Des Weiteren sind die Terminsgebühren der Nrn. 5102, 5104, 5108, 5110 VV betroffen.
Ebenso wirkt sich die Änderung auf die Zusätzliche Gebühr der Nr. 5115 VV aus, da diese sich von der jeweiligen Verfahrensmittelgebühr ableitet.
Dagegen hat die Änderung keinen Einfluss auf die Grundgebühr (Nr. 5100 VV), da diese unabhängig von der Höhe des drohenden oder verhängten Bußgelds ist.
Ebenfalls keine Auswirkungen hat die Gesetzesänderung auf die zusätzliche Verfahrensgebühr der Nr. 5116 VV bei Einziehung und verwandten Maßnahmen.
III. Übergangsfälle
1. Überblick
Aufgrund der Änderung der Bußgeldrahmen wird es in nächster Zeit zu zahlreichen Übergangsfällen kommen, in denen sich die Frage stellt, ob noch nach altem Recht die höheren Gebührentatbestände anzuwenden sind oder bereits die geringeren Gebührenbeträge nach neuem Recht.
Mangels besonderer Regelung gilt § 60 Abs. 1 RVG. Entscheidend ist der unbedingte Auftrag oder die gerichtliche Bestellung oder Beiordnung.
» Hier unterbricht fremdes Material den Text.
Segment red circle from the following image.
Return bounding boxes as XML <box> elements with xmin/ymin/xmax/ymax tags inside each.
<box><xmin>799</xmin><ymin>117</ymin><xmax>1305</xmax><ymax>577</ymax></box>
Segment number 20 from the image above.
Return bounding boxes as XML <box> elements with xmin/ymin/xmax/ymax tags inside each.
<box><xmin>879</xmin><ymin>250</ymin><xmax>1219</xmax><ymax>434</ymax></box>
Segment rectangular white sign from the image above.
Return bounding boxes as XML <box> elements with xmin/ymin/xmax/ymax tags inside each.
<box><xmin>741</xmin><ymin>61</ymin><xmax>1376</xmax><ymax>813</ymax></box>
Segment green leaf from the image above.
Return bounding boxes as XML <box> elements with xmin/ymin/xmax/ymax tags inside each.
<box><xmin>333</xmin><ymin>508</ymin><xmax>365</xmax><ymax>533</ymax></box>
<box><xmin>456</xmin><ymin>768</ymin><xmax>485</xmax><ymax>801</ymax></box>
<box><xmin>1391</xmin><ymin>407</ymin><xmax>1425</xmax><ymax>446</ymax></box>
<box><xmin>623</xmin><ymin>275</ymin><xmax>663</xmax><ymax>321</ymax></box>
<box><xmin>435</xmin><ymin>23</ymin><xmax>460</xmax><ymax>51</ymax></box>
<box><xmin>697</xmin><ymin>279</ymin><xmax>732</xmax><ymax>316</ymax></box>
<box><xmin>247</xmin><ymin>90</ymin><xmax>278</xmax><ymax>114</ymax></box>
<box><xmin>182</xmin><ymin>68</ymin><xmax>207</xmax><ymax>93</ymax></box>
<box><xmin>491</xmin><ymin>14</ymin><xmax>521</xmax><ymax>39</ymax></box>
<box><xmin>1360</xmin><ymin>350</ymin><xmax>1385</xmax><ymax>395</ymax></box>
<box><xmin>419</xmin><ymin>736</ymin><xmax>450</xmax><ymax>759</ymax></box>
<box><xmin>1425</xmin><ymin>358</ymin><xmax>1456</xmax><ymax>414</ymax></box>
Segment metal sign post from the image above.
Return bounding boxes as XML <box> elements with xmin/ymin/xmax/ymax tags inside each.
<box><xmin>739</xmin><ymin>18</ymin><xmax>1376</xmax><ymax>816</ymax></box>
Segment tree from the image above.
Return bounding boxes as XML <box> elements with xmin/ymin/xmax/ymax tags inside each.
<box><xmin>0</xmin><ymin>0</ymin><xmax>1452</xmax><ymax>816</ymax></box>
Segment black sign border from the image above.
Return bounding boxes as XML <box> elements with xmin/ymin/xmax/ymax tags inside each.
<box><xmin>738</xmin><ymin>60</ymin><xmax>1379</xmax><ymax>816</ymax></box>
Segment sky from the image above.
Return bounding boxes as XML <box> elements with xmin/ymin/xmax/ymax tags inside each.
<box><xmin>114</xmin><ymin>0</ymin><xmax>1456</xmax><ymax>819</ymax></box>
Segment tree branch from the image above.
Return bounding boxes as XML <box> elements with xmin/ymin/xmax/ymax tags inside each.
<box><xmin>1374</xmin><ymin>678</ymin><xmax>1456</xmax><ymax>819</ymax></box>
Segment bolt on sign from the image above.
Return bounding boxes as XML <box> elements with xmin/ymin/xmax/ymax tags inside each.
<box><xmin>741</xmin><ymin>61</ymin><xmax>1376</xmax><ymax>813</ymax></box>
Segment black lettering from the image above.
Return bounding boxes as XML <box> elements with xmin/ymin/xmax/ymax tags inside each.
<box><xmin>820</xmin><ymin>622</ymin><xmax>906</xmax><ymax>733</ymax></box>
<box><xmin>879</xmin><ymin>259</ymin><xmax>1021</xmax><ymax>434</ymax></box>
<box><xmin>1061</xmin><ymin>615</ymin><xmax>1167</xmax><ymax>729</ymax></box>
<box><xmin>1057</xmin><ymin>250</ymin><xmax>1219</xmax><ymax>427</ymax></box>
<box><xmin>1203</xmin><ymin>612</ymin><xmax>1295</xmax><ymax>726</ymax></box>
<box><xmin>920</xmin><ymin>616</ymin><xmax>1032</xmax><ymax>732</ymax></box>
Da das Gesetz am 25.7.2015 in Kraft getreten ist, ist dies also der maßgebende Stichtag.
2. Normalfall
Entscheidend ist das Datum der Auftragserteilung (bzw. Bestellung oder Beiordnung). Bei Aufträgen bis einschließlich zum 24.7.2015 ist noch nach altem Recht abzurechnen. Für spätere Aufträge gilt dagegen bereits neues Recht.
Beispiel 1
Der Anwalt war im Juni 2015 mit der Verteidigung in einem Bußgeldverfahren vor der Verwaltungsbehörde beauftragt worden. Am 31.7.2015 ist ein Bußgeldbescheid über 40,00 EUR ergangen.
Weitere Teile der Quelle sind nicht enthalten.